UPF1 promotes rapid degradation of m6A-containing RNAs

N-6-methyladenosine (m(6)A) is the most prevalent internal modification in eukaryotic mRNAs and affects RNA processing and metabolism. When YTHDF2, an m(6)A-recognizing protein, binds to m(6)A, it facilitates the destabilization of m(6)A-containing RNAs (m(6)A RNAs). Here, we demonstrate that upstream frameshift 1 (UPF1), a key factor for nonsense-mediated mRNA decay, interacts with YTHDF2, thereby triggering rapid degradation of m(6)A RNAs. The UPF1-mediated m(6)A RNA degradation depends on a specific interaction between UPF1 and N-terminal residues 101-168 of YTHDF2. UPF1 ATPase/helicase activities, and UPF1 interaction with proline-rich nuclear receptor coactivator 2 (PNRC2), a decapping-promoting factor preferentially involved in nonsense-mediated mRNA decay. Furthermore, transcriptome-wide analyses show that YTHDF2-bound mRNAs that are not substrates for HRSP12-RNase P/MRP-mediated endoribonucleolytic cleavage are destabilized with a higher dependency on UPF1. Collectively, our data indicate dynamic and multilayered regulation of the stability of m(6)A RNAs and highlight the multifaceted role of UPF1 in mRNA decay.

Automated summary

This study reveals the interaction between UPF1 and YTHDF2, leading to rapid degradation of m(6)A RNAs.
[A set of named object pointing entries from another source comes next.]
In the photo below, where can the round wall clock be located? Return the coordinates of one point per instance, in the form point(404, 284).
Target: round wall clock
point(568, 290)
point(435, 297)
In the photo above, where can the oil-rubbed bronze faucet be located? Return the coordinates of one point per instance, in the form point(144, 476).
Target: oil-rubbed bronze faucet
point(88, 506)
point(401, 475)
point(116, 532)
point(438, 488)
UPF1 mediates the degradation of m(6)A RNAs through a specific interaction with the N-terminal residues of YTHDF2 and interaction with PNRC2. Transcriptome-wide analyses show that mRNAs bound to YTHDF2 undergo destabilization with a higher dependency on UPF1. These findings highlight the dynamic and multilayered regulation of m(6)A RNA stability and the multifaceted role of UPF1 in mRNA decay.